Hi Bloggers:
Well, here we are in our first full week of summer. Feels good, doesn't it?
I want to give a big "thumbs up" to both Kirsten and Elizabeth for leaping into the blog and commenting on Thomas' early Brave New World question, and writing two posts of their own. If you are unsure of what to do, study what they did. They are "doing it right." They are engaged with the text and with one another, and their word counts are in the correct range -- which is not to say you couldn't write more. I've seen some full scale treatises on the blog in former years. Go nuts. Use your best thinking.
Please notice that I put my initials in front of my subject line...as the blog fills up, you may want the ability to scan the blog subject lines over there on the right hand side of the screen, and find me quickly. If I am writing something that I need you to read, I will say so in the subject line.
A comment about correctness: a student asked me whether contractions were acceptable. I am going to take that question as an opportunity to speak to you about my expectations.
Like most writing teachers, I prefer the natural voice in writing. Most writing teachers want to "hear" the authentic voice of their student, coming alive on the page; I love to see a human being grappling with big ideas. So I do not mind colloquialisms, contractions, and the hundreds of small informalities and liberties we take with the English language.
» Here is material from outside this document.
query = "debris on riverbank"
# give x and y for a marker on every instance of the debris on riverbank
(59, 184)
BUT having said that, I need to see that you are in control of the process. Sloppy and incorrect writing, bad grammar, crazy spelling, confused thinking, disrespectful and inappropriate language will be noted and when necessary, censured. This is a writing class. And although it is considered "a lower order" concern, bad spelling makes me especially angry these days because of the little wiggley red line that accompanies every nonstandard spelling. For example, the word "wiggley" is underlined in red on my screen right now. I know that the computer wants me to remove the "e," but I don't want to remove it. I prefer to see the "e" in the word "wiggley," and so I am leaving it there because I am the writer, and not a slave to the technology. But when a stduent lets a mistake go by, like "student" back there, and I KNOW good and well that the little wiggley red line was there, and the writer hit the PUBLISH button anyway...well, it is a sign of obliviousness, and that always disturbs me.
Do not feel like you have to adopt an unnatural voice to participate here. Do not feel like you suddenly have to prove that you are a genius. Do not adopt a didactic tone, or feel pressure to "teach" the rest of us something. Do not reach for language that you are not in control of. Do not write with a thesaurus open, choosing a fancy word that you think sounds better than the ordinary word. It is almost impossible to correctly use a word that you have not seen and used in speaking and writing at least 20 times before. There are likely connotations that you may be unaware of. When you are using words you do not know, keep in mind that somebody DOES know (me, probably), and if you use it incorrectly, it's going to be obvious. I may not say anything to you, because if I commented on every single error I encountered, well, I'd have to clone myself for sure, and we're not in the Brave New World...YET.
Error creeps into our writing. It just does. I am pretty rigorous about checking for my own errors, and I go after them before I publish, and I go back and edit them out. (I do this in text messaging, on Facebook, everywhere.) Frequent error means one of two things: you don't know any better, or you don't care -- neither of these are good news to a writing teacher. I want you to be a rigorous editor of your own work. Do not leave errors sprinkled throughout your prose, like dirty socks on the living room floor. Pick them up yourself. I will help you "see" your errors, of course, when it becomes clear to me that you don't know you are making an error, but a writing teacher is much more useful to you as a reader of your ideas, who can comment on your thinking and your clarity and your organization and your redundancies. And I will tell you where the commas go, because many inexperienced writers still struggle with commas, and with fragments, and with run-ons. These errors are ordinary, and I see them everywhere. But once I teach you how to fix an error, I want you to be the one to find and fix it in the future. Don't ask me to be your writing maid, picking up your dirty socks that you've left laying around everywhere.
The usage errors work themselves out with time and experience, or you merely resign yourself to always looking them up, as I just did for the last sentence of the preceding paragraph: lay-lie, effect-affect, leapt-leaped, apart-a part, and hundreds of other details of correct English usage.
That's it for today. Enjoy your first Sunday of your summer vacation.